Олег наказал мне слушаться Септа, потому Я поспешил исполнить его волю. Толкнул сторожа и велел ему идти к задержанному. А сам припустил к воротам, не доходя шагов пятьдесят до заслона, дерево на частоколе вспыхнуло синим цветом, а в лицо ударило горячим воздухом, то дружки отравителей смогли подкрасться да пустить петуха (поджог). Наш забор жадно грызло пламя, послышались окрики, то Олег приказал выбить колья из забора, дабы не допустить распространение пожара. Подбежав к септу Наказания, передал ему просьбу Марука Тёмного. Тот лишь криво улыбнулся да пошёл в развалку к бочкам. Частокол не тушили, берегли воду, лишь, обжигая руки и паля волосы, обваливали колья, сбрасывая их наружу, да присылали землицей. Выгорело или было разобрано порядка двенадцати саженей частокола (двадцать четыре метра). Со стороны навеса раздался свист клеста, громкий и пронзительный с щелчками и переливами.

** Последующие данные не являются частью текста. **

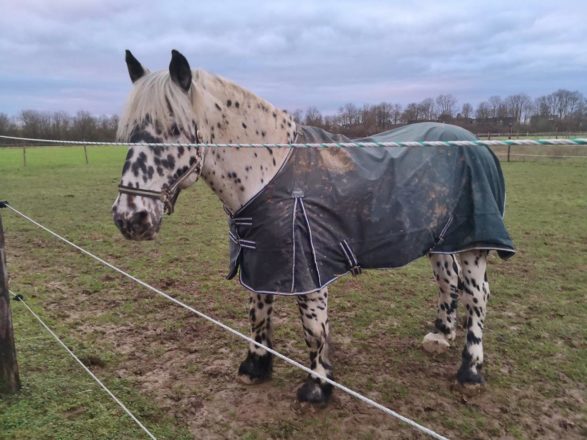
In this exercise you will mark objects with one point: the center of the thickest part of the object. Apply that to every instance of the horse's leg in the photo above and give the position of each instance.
(475, 296)
(258, 364)
(446, 270)
(314, 313)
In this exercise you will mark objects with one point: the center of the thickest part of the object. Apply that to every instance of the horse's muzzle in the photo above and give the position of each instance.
(138, 226)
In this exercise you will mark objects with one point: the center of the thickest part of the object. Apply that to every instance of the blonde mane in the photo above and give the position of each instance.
(151, 100)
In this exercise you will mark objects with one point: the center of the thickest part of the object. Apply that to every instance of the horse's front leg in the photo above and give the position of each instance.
(258, 364)
(475, 296)
(314, 313)
(447, 271)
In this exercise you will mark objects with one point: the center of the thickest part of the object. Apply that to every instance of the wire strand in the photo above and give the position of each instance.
(489, 143)
(98, 381)
(296, 364)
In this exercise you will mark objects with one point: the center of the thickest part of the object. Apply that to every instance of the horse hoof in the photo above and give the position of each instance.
(468, 390)
(435, 343)
(466, 376)
(313, 391)
(255, 368)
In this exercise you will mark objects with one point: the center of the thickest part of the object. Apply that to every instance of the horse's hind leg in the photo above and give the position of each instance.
(475, 296)
(446, 271)
(258, 364)
(314, 313)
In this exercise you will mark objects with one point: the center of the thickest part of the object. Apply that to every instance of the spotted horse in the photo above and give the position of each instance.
(300, 218)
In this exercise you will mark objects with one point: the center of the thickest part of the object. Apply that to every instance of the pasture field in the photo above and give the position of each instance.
(177, 372)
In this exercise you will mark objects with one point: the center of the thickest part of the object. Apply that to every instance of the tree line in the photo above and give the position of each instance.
(59, 125)
(560, 111)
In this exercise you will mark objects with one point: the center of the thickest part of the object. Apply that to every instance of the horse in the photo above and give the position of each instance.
(186, 106)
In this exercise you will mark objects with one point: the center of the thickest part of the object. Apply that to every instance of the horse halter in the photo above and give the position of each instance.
(168, 195)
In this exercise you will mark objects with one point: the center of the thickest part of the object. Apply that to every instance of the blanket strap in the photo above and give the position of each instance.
(352, 261)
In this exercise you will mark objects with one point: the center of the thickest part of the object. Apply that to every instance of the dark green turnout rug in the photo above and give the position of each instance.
(337, 210)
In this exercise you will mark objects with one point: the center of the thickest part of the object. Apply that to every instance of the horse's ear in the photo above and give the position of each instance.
(180, 71)
(135, 69)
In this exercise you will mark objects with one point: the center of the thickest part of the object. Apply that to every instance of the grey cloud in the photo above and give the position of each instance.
(294, 53)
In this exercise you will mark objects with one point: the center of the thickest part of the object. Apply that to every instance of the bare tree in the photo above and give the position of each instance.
(426, 110)
(467, 111)
(411, 113)
(483, 111)
(446, 106)
(517, 105)
(313, 117)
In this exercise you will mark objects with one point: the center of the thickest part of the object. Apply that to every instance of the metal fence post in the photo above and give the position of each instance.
(9, 378)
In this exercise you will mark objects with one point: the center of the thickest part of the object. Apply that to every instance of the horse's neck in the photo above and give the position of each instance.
(228, 114)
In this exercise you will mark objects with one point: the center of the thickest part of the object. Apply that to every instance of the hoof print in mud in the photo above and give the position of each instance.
(435, 343)
(312, 391)
(255, 368)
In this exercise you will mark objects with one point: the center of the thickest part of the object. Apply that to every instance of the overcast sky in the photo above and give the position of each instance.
(69, 54)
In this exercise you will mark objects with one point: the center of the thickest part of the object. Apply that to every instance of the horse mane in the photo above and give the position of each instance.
(156, 99)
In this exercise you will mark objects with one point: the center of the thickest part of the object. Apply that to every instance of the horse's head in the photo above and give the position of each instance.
(159, 110)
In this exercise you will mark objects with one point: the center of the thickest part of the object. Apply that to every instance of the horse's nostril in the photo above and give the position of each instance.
(139, 217)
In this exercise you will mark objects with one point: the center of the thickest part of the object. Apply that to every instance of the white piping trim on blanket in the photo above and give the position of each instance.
(353, 257)
(311, 241)
(444, 230)
(336, 277)
(293, 244)
(476, 248)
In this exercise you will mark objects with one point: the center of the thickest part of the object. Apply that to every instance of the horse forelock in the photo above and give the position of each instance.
(156, 102)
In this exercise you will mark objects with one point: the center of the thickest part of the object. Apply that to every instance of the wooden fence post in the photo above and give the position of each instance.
(9, 379)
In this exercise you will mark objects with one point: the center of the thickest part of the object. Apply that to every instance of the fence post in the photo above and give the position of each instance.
(9, 379)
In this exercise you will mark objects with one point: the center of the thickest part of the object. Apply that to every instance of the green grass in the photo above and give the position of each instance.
(157, 358)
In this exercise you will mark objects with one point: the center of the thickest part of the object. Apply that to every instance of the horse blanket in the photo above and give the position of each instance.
(331, 211)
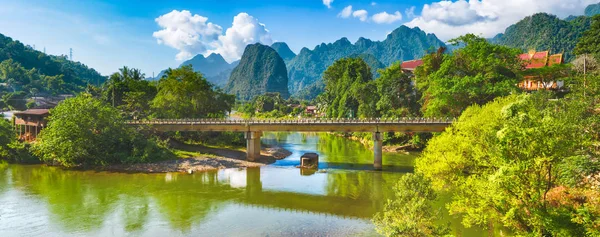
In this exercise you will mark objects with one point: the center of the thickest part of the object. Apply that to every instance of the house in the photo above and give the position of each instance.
(311, 109)
(536, 60)
(411, 66)
(30, 122)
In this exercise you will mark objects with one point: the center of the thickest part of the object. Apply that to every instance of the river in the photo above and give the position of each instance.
(275, 200)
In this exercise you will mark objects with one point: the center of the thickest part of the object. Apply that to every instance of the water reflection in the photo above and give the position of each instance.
(86, 202)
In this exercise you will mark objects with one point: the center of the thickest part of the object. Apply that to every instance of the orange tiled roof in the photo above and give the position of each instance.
(412, 64)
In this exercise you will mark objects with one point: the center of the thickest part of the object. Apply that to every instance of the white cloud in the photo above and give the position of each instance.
(410, 12)
(362, 15)
(346, 12)
(384, 17)
(244, 30)
(193, 34)
(448, 19)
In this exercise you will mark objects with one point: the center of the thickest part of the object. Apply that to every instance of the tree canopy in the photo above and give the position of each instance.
(474, 74)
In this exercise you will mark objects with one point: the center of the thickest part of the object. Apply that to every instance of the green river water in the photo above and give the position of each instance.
(275, 200)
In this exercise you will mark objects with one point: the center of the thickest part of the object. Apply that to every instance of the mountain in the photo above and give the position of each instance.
(592, 10)
(284, 51)
(25, 68)
(543, 31)
(259, 71)
(214, 68)
(400, 45)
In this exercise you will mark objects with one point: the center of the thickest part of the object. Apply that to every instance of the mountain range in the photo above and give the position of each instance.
(260, 70)
(543, 31)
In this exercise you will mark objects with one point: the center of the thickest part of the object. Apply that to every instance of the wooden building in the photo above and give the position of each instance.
(30, 122)
(535, 60)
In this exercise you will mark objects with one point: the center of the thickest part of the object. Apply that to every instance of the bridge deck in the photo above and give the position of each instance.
(299, 125)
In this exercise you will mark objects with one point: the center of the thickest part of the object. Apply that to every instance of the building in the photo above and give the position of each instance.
(411, 66)
(536, 60)
(30, 122)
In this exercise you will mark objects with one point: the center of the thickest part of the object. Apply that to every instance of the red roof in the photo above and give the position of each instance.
(33, 112)
(412, 64)
(535, 59)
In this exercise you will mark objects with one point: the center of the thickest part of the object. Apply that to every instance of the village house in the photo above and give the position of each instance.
(532, 60)
(30, 122)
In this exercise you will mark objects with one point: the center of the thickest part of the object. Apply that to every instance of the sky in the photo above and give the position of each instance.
(153, 35)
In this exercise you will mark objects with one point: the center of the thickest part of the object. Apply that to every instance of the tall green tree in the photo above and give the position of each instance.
(86, 131)
(349, 90)
(589, 43)
(520, 160)
(474, 74)
(397, 96)
(183, 93)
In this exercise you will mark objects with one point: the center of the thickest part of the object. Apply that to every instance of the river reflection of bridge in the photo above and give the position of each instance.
(83, 201)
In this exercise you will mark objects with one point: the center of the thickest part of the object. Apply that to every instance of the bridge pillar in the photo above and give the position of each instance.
(377, 150)
(253, 145)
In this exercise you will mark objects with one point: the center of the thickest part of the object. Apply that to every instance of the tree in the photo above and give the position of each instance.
(474, 74)
(397, 96)
(183, 93)
(86, 131)
(589, 43)
(349, 90)
(518, 161)
(411, 212)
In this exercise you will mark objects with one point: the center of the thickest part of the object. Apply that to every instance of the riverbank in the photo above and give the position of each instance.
(196, 158)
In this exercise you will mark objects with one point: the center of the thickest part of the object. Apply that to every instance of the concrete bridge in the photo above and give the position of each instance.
(254, 128)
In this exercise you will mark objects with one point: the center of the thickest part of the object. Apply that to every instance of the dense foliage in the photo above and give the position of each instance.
(473, 74)
(543, 32)
(128, 91)
(349, 90)
(284, 51)
(214, 68)
(86, 131)
(518, 161)
(260, 70)
(183, 93)
(590, 41)
(411, 212)
(23, 68)
(592, 10)
(402, 44)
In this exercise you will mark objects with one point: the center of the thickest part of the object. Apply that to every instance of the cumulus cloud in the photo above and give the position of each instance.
(346, 12)
(193, 34)
(410, 12)
(449, 19)
(384, 17)
(244, 30)
(362, 15)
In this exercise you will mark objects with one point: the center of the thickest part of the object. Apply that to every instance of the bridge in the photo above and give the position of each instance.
(253, 128)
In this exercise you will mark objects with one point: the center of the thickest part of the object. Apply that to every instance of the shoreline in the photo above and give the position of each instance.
(215, 159)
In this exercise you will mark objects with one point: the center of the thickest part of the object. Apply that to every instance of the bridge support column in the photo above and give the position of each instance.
(253, 145)
(377, 150)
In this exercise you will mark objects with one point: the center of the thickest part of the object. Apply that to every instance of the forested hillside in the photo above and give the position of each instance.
(261, 70)
(402, 44)
(543, 32)
(24, 69)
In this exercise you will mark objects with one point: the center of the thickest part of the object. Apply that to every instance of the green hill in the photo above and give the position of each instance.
(402, 44)
(23, 68)
(543, 31)
(284, 51)
(259, 71)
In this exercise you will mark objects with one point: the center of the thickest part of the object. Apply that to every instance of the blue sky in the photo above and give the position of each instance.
(109, 34)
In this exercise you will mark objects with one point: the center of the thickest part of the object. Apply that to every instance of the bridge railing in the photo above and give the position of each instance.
(307, 121)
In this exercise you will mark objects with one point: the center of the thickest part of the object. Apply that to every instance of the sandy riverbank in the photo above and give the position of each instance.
(210, 159)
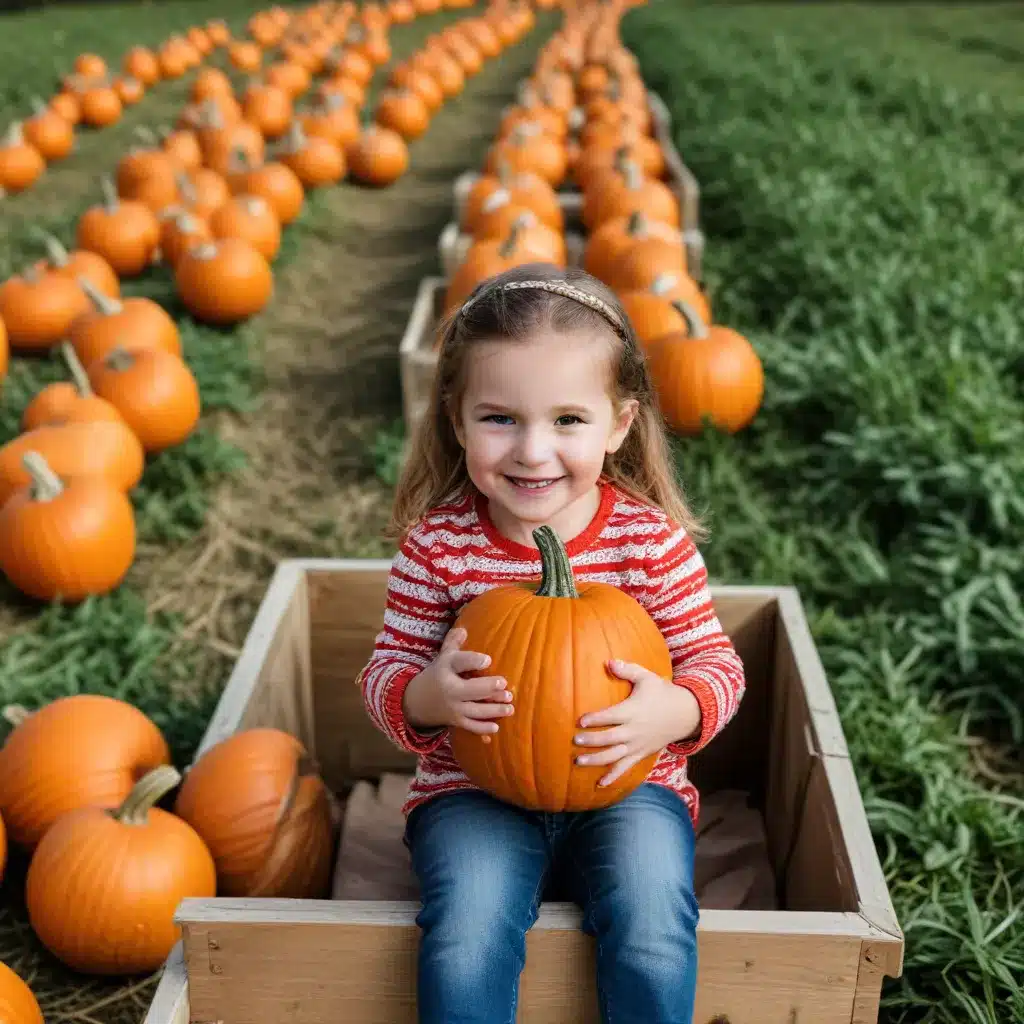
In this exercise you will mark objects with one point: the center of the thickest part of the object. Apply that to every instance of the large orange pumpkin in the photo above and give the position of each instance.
(105, 880)
(76, 751)
(264, 813)
(552, 643)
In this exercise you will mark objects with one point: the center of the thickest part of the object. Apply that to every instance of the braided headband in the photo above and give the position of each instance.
(556, 288)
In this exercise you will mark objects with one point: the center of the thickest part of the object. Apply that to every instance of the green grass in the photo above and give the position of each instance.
(861, 198)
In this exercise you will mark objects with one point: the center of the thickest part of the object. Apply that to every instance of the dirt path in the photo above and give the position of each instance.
(330, 350)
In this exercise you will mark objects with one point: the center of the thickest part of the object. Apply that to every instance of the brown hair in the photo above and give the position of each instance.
(434, 469)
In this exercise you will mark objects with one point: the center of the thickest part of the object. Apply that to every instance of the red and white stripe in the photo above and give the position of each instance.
(456, 554)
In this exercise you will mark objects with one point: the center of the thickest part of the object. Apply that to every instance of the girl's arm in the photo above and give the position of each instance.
(704, 658)
(418, 613)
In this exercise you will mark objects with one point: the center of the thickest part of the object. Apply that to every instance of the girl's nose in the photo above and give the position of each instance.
(532, 448)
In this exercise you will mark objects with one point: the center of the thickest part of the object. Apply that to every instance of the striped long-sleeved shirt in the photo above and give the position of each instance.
(456, 553)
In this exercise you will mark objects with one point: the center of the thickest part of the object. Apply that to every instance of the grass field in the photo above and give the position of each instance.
(862, 198)
(861, 192)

— Вязь чего-то балует, — удивлённо произнёс Олег.

Я не стал ничего говорить. Септы сами поведают о допросе. А со стороны бочек тянуло болью, ужасом и неизбежностью смерти. Я присел на покрытую сажей и дорожной пылью телегу и задумался. Как же Я устал от этой крови, от лжи и притворства. Ради монет и выгоды уже погибло трое наших ребят, а сколько покалеченных и погибших с другой стороны, боюсь предположить. Зачем мне такой Дар? Наказание это или проклятье?

— Что-то совсем скис, братко. Олег велел тебе идти к кострищу и отдохнуть. Мы тут постоим, ворога постережём. Не переживай, пока мы на посту, ты будешь в безопасности, — обнадежил меня Таран.

Я послушно потопал к костру, глядя на уважительные взгляды возничих и моего выводка. Молва о том, что мы спасли воду, пролетела очень быстро. Я по старой памяти думаю об отряде, как о выводе, хотя, мы более не птенцы. Теперь мы Призыв.

Адель спала, а купец, что был ей за родича, имел сложный разговор с тремя бородачами-рабовладельцами. Над костром повисло напряжение и скованность, виной всему было старое знакомство этих людей и, судя по обстановке, совсем не из приятных.

— Мне рассказал твою историю купец. Так ты у нас сихерче [12], получаешься. Моё имя Фарух сын Марика из славного города Кзыл-Орда.

— Будь здрав, Фарух сын Марика. Мир Вашему дому. Ты сносно говоришь по-нашенски. Где так научился? — Спросил Я для того, чтобы тут же пожалеть.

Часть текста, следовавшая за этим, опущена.